The discrete random variable is a variable that takes only discrete values, e.g. 1, 2, 5, etc. If we plot a graph with the discrete variables, it is a dotted graph, where each dot represents a value. The peculiarity of the discrete variables is that it is impossible to obtain a variable value between the two nearly dots (Anderson, Sweeney & Williams, 2001). In a restaurant business, there are several examples of discrete random variables. These are the daily number of customers, the number of free, engaged or booked tables, the number of dishes served. However, if the manager needs to calculate the central tendency of the discrete variable, the median or mode should be used. The weekly or monthly mean of any variable can be fractional, e.g. 6.5, or 4.25, and it is not always accurate to use the fractional number for the discrete variable (Anderson, Sweeney & Williams, 2001). Therefore, the manager has to be aware of this fact.
The continuous random variable is a variable that can take any value within a certain range, e.g. from 0 to infinity. When a graph with the continuous variable is plotted, the data values are represented with dots united with a line. Therefore, the variable can take any value between the two neighboring values (Anderson, Sweeney & Williams, 2001). The prices of the dishes, the energy value of the dish, the quantity of the electricity consumed, the customers’ bills are the examples of the continuous random variables. Their values are often represented as fractional numbers, and the best measure of the central tendency is mean (Anderson, Sweeney & Williams, 2005).
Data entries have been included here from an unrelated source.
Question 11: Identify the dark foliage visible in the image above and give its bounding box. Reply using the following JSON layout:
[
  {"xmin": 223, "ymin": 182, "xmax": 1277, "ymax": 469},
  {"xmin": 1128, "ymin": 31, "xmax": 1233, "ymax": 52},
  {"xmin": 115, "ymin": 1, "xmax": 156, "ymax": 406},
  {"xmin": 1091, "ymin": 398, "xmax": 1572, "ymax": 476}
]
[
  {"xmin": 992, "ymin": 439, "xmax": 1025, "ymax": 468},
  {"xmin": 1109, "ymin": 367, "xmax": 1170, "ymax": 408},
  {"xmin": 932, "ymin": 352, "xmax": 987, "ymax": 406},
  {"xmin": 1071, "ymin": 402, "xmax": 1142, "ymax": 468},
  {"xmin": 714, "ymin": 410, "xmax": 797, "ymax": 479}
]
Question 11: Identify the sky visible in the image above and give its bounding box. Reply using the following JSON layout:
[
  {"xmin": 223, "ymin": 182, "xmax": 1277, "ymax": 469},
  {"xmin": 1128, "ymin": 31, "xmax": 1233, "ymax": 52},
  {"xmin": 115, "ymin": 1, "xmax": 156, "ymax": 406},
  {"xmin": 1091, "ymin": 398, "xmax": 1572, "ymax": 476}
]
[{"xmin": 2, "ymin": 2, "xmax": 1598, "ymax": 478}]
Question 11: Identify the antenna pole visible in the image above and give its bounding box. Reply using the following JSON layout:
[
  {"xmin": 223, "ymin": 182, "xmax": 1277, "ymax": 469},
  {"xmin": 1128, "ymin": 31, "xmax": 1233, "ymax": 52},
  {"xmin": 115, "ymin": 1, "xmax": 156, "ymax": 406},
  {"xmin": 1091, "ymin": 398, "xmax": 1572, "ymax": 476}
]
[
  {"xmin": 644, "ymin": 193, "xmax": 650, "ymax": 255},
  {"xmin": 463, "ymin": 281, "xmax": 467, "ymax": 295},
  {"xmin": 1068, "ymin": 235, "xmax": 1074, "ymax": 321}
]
The Poisson distribution is used to present the discrete random variables. The continuous random variables are characterized either with the normal distribution or with Student’s t-distribution (Anderson, Sweeney & Williams, 2001).
References
Anderson, D. R., Sweeney, D. J., & Williams, T. A. (2001). Quantitative methods for business. Cincinnati, OH: South-Western College Pub.
Anderson, D. R., Sweeney, D. J., & Williams, T. A. (2005). Statistics for business and economics. Mason, Ohio: Thomson/South-Western.